Cox, A.; Nguyen, W.; Tang, B.; Yan, K.; Potadar, A.; Ziegman, R.; Hartel, G.; Nguyen, Q.; Hodson, M.; Suhrbier, A.; Bishop, C. R.; Rawle, D.

Japanese encephalitis virus (JEV) remains the leading cause of viral encephalitis across the Asia-Pacific region, with approximately 70,000 symptomatic infections each year and fewer than one third of patients making a full neurological recovery. While successful control of JEV requires immune responses that can clear infection without driving damaging neuroinflammation, the mechanisms that mediate the shift from viral clearance to restoration of homeostasis remain unknown. Here we identify apolipoproteinE (ApoE) as a key regulator of the inflammation resolution processes that underpin recovery from Japanese encephalitis. Using a mouse model that captures asymptomatic, symptomatic and lethal disease trajectories, together with single-cell spatial transcriptomics and bulk RNA-seq, we show that Apoe expression is strongly upregulated in microglia, myeloid cells, and T cells of symptomatic survivors, which adopt an anti-inflammatory phenotype during recovery. In contrast, immune cells in mice with lethal disease fail to induce Apoe and remain locked in a pro-inflammatory state. Apoe upregulation occurs early during resolution and aligns with transcriptional programs associated with enhanced phagocytosis, antigen cross-presentation, anti-inflammatory polarisation and suppression of cholesterol biosynthesis.
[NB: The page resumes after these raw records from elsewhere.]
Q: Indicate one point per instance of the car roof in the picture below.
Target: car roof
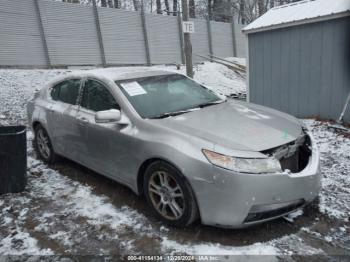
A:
(119, 73)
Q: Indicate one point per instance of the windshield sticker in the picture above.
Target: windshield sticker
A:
(133, 88)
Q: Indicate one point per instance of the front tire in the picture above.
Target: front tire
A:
(169, 195)
(43, 146)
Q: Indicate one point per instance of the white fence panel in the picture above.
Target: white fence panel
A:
(122, 36)
(20, 40)
(71, 34)
(164, 39)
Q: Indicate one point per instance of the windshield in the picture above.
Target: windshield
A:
(157, 96)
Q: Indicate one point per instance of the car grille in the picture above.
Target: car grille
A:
(270, 212)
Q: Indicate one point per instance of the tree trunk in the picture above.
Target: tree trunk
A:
(218, 10)
(136, 5)
(159, 7)
(242, 11)
(210, 9)
(261, 8)
(192, 9)
(167, 7)
(174, 7)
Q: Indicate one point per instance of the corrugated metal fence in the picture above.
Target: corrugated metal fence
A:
(46, 33)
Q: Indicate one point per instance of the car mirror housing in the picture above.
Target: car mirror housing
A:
(108, 116)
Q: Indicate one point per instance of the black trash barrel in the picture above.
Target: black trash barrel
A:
(13, 159)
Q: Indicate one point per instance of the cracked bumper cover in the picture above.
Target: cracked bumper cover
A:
(233, 199)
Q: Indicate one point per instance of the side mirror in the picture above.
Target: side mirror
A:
(108, 116)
Consistent with these findings, ApoE-deficient mice infected with JEV mount dysregulated immune responses, deteriorate more rapidly, and are unable to recover once symptomatic. To explore the relevance of these findings in humans, we analysed APOE protein isoforms in cerebrospinal fluid (CSF) from hospitalised acute encephalitis syndrome (AES) patients in central Laos. APOE occurs in three main isoforms (E2, E3, E4), each with distinct neurobiological properties. APOE2-carriers had significantly lower CSF neutrophil percentages and a significantly reduced hospital admission duration, consistent with its recognised neuroprotective characteristics, including stronger anti-inflammatory signalling, better maintenance of glial homeostasis, and improved neuronal survival. Taken together, these findings identify ApoE as a key molecular switch that resolves neuroinflammation and restores brain homeostasis after JEV infection, with APOE2 associated with more rapid recovery from AES, highlighting ApoE-dependent and isoform-specific resolution pathways as promising therapeutic targets for pathological encephalitis.